DIA DA MULHER

Por Luciana Boiteux (@lucianaboiteux) e Maria Bertoche (@mariabertoche)*

 

Desde as mobilizações para o golpe contra a presidenta Dilma, vemos, no Brasil, um escancarar da misoginia – o ódio às mulheres. Do adesivo de carro aludindo ao estupro, até o deputado do “não te estupro porque você não merece” chegar a presidente, foram muitos ataques. Durante a eleição, nos mobilizamos em um grande “ele não” que reuniu quase metade do país, mas não conseguiu barrar os interesses do patriarcado capitalista – interesses que alimentam a violência contra nós, mulheres, e tantas outras.

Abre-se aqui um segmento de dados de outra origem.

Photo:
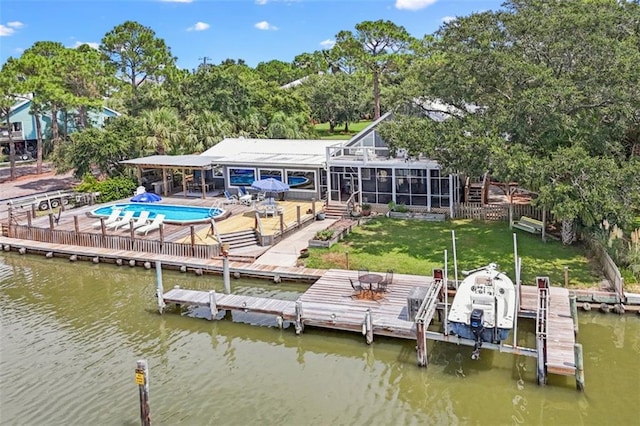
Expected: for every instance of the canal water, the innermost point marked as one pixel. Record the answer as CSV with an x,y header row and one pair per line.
x,y
72,332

Na última semana tivemos o veto presidencial à distribuição de absorventes higiênicos para pessoas de baixa renda, e ao mesmo tempo a absolvição por falta de provas no processo por estupro do empresário André Camargo Aranha. O primeiro caso mostra mais uma vez que as mulheres pobres e negras são as mais duramente violentadas pelas condições materiais e pelo Estado que deveria lhes dar suporte.

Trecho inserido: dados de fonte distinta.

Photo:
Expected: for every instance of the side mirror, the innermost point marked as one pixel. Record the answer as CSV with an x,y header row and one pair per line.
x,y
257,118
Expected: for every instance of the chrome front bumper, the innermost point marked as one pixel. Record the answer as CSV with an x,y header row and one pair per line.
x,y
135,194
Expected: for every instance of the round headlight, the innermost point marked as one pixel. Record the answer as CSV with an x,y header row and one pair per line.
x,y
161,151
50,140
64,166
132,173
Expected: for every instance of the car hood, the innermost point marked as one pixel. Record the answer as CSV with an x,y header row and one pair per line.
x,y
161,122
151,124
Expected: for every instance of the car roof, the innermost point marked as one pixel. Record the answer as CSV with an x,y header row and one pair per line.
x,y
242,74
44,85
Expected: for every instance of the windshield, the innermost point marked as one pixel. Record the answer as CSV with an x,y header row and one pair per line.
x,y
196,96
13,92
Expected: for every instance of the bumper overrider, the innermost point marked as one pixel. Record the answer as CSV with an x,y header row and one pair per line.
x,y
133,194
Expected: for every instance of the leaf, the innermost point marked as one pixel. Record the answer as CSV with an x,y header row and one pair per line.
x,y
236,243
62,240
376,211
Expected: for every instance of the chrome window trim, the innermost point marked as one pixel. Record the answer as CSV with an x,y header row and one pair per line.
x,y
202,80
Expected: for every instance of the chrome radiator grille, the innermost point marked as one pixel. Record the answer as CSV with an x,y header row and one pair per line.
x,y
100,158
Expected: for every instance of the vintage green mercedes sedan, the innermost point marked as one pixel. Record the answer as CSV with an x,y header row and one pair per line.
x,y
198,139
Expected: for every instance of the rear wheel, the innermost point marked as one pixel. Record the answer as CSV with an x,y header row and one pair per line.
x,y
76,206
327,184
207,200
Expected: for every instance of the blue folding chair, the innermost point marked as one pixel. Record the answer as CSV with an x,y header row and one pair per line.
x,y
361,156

O segundo evidencia o problema da denúncia que faz com que apenas um a cada dez casos de estupro sejam denunciados, e choca pelo tratamento que o sistema de justiça deu à vítima Mariana Ferrer. Esses dois casos são o símbolo de uma violência sistemática e persistente, que nos fere e usurpa nossa dignidade.

Durante a pandemia, a ONU Mulheres alertou para o aumento da violência contra as mulheres e para a dificuldade de denúncia em razão do isolamento social. O Alto-Comissariado das Nações Unidas para Refugiados (ACNUR) chamou atenção para o caso das mulheres refugiadas, com o aumento da violência contra elas em 90% de suas missões.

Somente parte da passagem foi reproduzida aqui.